When it comes to sexual dimorphism in dinosaurs, though, the evidence is much more uncertain. First, the relative scarcity of dinosaur fossils--even the best-known species are usually represented by only a few dozen skeletons--makes it perilous to draw general conclusions about the relative sizes of males and females. And second, bones alone don't have much to say about secondary sexual characteristics, much less the actual sex of the dinosaur in question.
Female Dinosaurs Had Bigger Hips
When it comes to distinguishing between male and female dinosaurs, paleontologists can consult one distinctive feature: the size of the skeleton's hips. The females of large dinosaur species like Tyrannosaurus Rex laid relatively large eggs, so their hips were configured in a way to allow for easy passage (in an analogous way, the hips of adult human females are wider than those of males, to allow for easier childbirth).
Oddly, T. Rex appears to have been sexually dimorphic in another way: many paleontologists now think that the females of this species were significantly larger than the males. What this implies, in evolutionary terms, is that females competed for the right to mate with available males, and may have done most of the hunting as well. This contrasts with modern mammals like the walrus, in which the (much bigger) males compete for the right to mate with smaller females.
Make Dinosaurs Had Bigger Frills
Tyrannosaurus Rex seems to be one of the few dinosaur species whose females asked (figuratively, of course), "Do my hips look big?" Lacking extensive fossil evidence about relative hip size, scientists have no choice but to rely on secondary sexual characteristics--which, as mentioned above, don't tend to be preserved well in the fossil record.
Protoceratops is a good case study in the difficulty of inferring sexual dimorphism in long-extinct dinosaurs. Some paleontologists believe that the males of this ceratopsian had larger, more elaborate frills on the backs of their heads, which were used as mating displays (fortunately, there's no shortage of Protoceratops fossils, meaning there are a large number of individuals to compare).

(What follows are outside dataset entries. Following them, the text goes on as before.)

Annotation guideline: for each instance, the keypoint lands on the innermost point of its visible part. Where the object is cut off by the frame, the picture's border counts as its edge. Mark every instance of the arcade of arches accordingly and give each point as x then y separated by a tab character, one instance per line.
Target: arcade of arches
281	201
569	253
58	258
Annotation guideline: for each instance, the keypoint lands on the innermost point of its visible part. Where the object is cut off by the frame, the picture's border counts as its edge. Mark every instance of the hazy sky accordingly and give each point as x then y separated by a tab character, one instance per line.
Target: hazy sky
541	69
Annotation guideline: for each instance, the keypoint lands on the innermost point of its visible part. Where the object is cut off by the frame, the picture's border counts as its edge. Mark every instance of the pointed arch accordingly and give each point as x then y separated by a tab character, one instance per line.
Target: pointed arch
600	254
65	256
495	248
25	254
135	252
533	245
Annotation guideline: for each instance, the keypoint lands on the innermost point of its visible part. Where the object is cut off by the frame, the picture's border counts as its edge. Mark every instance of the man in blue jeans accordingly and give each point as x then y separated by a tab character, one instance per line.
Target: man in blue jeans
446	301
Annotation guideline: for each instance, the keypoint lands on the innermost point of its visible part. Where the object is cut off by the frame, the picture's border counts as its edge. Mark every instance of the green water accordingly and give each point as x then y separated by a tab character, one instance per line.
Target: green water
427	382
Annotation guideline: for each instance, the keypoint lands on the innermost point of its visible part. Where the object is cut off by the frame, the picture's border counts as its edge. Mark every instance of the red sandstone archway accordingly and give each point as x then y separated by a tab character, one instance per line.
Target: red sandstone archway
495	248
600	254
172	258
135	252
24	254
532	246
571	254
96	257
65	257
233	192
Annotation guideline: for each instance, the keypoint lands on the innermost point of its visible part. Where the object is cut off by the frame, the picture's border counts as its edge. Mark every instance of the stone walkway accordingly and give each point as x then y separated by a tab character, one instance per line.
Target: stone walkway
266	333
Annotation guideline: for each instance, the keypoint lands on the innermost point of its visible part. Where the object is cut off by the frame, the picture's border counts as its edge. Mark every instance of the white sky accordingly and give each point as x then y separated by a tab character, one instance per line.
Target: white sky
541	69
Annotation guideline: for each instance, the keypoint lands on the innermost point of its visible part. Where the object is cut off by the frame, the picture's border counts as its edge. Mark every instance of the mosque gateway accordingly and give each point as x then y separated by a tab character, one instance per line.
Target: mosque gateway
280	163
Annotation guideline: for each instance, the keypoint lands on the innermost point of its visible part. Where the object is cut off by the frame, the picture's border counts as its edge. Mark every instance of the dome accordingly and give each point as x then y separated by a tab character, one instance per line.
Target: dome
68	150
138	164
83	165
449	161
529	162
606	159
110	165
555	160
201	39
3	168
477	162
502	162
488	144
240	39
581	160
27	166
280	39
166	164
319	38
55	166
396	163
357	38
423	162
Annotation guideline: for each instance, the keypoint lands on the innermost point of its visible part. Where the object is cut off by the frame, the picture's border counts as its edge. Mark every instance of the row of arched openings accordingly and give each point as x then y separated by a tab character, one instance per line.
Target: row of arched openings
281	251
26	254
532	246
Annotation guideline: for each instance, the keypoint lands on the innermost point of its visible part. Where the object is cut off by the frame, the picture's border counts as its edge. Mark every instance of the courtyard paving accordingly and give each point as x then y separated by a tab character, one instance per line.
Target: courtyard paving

Lacking more evidence, though, other scientists are unconvinced.
Lately, much of the action in dinosaur gender studies has centered on hadrosaurs, the duck-billed dinosaurs, many of which (like Parasaurolophus and Lambeosaurus) were characterized by their large, ornate head crests. As a general rule, male hadrosaurs seemed to have differed in size and appearance from female hadrosaurs, though of course the extent to which this is true (if it's true at all) varies on a genus-by-genus basis.
Sometimes, Gender Can Be Hard to Determine
As stated above, one major problem with establishing sexual dimorphism in dinosaurs is the lack of a representative population. Ornithologists can easily collect evidence about hundreds of males and females of a single bird species, but a paleontologist is lucky if his dinosaur of choice is represented by more than a handful of fossils.
Lacking this statistical evidence, it's always possible that the variations noted in dinosaur fossils have nothing to do with sex: perhaps two different-sized skeletons both belonged to males from widely separated regions, or perhaps dinosaurs simply varied individually the way humans do. In any case, the onus is on the researcher to provide conclusive evidence of sexual differences; otherwise we're all just fumbling in the dark.